Moving on, letting go

he hardest part of a project for me is deciding that it's finished. Usually it takes getting distracted by something new for me to really move on (this probably goes for some other stuff, too...) because otherwise I just can't let myself stop futzing, adjusting and perfecting. Translation: beating my head against something that just isn't making any more progress. So I have to learn to let it go, move forward.

In case you haven't been following along, in this case I'm referring to my "One Week Website" series of posts (clearly the timing didn't quite work out, but I never really expected it to). I started designing a new resume, and made great leaps of progress... until I ran into a wall attempting to make it perfectly responsive. This actually would have worked fine except that in keeping it super simple I was avoiding @media queries and pretty much everything except some basic CSS (see below).

And it was all going pretty well until I went to make a PDF. I have no idea how print formatting works, from web page to print dialog to PDF, but the margins didn't behave properly, it didn't fit on one page, and the white space looked weird instead of stylish (at least I hope the HTML version looks decent). So I reformatted a bit with those 800px min-widths on the #page-wrap and #content sections. Of course, now the #web and #general skills lists don't float and switch from side-by-side layout to being a single column, which means the 50% layout looks darn silly on mobile.

I tried using sections and header and h1-h6 instead of a flock of divs, and since this is a one use document, I just went with ids rather than classes. Feels wrong, though. At the very least, I have a resume that looks a little better than an old Word document, even if it isn't actually responsive. And! I did finally stop poking at it and just hit print.

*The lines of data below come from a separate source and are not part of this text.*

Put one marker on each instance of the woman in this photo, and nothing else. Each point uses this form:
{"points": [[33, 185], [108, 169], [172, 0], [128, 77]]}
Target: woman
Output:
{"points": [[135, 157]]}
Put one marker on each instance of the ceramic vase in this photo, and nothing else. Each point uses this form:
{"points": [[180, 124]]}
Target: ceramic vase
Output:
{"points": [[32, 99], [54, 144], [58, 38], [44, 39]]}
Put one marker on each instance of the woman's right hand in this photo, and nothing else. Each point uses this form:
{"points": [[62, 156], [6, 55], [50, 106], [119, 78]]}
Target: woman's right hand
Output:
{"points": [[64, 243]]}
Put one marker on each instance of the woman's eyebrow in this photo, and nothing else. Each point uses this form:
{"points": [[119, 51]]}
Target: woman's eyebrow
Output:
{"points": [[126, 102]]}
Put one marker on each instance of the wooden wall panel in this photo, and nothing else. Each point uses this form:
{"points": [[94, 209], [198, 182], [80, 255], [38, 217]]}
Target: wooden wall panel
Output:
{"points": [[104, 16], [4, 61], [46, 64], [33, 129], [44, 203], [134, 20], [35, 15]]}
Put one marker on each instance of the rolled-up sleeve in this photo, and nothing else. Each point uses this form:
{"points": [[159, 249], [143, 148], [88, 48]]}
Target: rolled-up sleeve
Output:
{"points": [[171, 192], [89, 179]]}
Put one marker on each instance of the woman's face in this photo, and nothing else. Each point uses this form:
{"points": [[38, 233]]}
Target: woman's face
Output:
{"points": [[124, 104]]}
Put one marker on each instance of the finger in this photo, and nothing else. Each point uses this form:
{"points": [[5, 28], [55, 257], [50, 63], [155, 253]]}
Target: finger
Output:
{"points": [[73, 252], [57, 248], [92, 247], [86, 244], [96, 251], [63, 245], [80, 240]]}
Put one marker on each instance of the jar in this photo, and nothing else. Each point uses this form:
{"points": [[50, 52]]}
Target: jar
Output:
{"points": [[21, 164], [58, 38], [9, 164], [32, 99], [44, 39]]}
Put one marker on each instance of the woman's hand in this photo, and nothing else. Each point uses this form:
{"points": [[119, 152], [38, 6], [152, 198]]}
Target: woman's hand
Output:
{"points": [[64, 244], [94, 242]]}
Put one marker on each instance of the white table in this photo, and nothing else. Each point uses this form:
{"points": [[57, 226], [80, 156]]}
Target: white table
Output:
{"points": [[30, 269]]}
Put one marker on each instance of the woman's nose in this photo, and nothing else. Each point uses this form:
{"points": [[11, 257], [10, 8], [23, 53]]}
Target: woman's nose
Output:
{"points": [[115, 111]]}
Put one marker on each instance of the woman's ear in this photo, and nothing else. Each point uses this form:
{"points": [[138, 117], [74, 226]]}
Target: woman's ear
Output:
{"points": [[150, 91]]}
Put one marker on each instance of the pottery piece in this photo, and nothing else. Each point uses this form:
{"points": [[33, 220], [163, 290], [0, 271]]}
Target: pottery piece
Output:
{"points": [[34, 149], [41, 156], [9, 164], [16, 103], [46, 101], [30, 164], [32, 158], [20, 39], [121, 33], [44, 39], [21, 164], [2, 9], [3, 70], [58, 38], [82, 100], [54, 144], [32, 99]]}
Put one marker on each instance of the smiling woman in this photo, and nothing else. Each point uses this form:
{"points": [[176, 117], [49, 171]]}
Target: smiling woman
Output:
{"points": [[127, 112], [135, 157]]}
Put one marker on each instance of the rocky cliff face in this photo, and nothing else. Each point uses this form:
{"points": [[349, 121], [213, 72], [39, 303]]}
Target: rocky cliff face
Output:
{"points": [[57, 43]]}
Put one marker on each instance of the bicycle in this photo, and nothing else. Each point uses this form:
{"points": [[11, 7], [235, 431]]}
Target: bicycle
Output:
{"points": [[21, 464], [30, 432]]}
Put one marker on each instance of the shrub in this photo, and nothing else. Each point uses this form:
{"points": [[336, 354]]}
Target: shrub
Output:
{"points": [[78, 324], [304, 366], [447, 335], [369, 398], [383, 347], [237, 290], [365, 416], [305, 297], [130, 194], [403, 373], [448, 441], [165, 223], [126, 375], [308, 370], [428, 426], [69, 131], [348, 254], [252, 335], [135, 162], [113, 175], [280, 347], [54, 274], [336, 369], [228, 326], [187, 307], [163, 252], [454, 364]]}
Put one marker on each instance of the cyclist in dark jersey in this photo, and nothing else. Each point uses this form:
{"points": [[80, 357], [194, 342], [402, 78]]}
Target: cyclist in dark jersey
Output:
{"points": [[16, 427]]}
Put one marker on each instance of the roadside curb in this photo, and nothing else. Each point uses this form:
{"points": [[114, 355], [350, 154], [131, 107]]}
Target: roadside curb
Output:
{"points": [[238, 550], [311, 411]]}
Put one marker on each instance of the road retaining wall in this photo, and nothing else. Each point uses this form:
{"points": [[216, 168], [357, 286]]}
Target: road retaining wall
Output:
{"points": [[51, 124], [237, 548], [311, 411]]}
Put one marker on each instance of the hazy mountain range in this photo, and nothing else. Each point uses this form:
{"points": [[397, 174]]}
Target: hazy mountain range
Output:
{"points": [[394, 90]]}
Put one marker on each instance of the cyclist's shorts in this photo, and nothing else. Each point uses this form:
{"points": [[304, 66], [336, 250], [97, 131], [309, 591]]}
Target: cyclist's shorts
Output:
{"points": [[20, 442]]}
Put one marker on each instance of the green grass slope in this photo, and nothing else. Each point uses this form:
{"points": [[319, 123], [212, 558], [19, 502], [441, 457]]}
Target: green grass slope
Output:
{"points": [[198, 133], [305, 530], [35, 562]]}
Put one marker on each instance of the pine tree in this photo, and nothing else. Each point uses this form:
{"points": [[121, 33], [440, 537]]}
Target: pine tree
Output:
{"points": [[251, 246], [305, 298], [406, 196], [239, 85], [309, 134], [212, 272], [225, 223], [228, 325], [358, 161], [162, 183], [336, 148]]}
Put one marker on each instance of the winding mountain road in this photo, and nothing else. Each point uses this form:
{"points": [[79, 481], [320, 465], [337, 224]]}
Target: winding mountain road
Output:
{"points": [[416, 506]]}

body {font: normal 1em Times, serif;}
#page-wrap {width: 75%; margin: 5% auto; min-width: 800px;}
#me {display: inline-block; width: 100%; position: relative;}
#logoname {float: left; width: 25%; min-width: 165px;}
#logoname span span:first-of-type {color: #6C8771;}
#logoname span {color: #4D4D4D}
#contact {text-align: right; position: absolute; right: 0; bottom: 0;}
#content {width: 75%; float: right; min-width: 800px;}
#skills li {text-indent: -0.5em; padding-left: .5em;}
#web {float: left; width: 50%; clear: both;}
#general {float: left; width: 50%;}
#experience {clear: both;}
#learning li {display: inline; padding: 0 0.5em; border-left: 1px solid black;}
#learning li:last-child {border-right: 1px solid black;}

section {border-top: 1px solid black; padding-bottom: 20px;}
h1, h2, h3, h4, h5 {font-family: Baskerville, Palantino, serif; border-top: 1px solid black; margin: 0; padding: 0; display: inline-block; margin-bottom: 2%;}
h1 {font-size: 2em;}
h4 {float: left; font-size: 1.17em;}
h5 {padding-top: 3px;}
a {text-decoration: none; color: black;}
a:hover {color: gray;}
ul {list-style: none; padding:0; margin: 0;}
li {margin-bottom: 1%;}
dl {padding: 0; margin: 0;}
dt {padding-bottom: 1px;}
dd {padding-bottom: 1%;}

Now I just need to figure out if I really want to make my entire resume public on the internet. My feeling is no, not one bit, but then part of the point of doing it in HTML is lost. Still, it was fun to put together, and that's more important anyway.

1 comment:

  1. What's the point of the graphic with CSS code?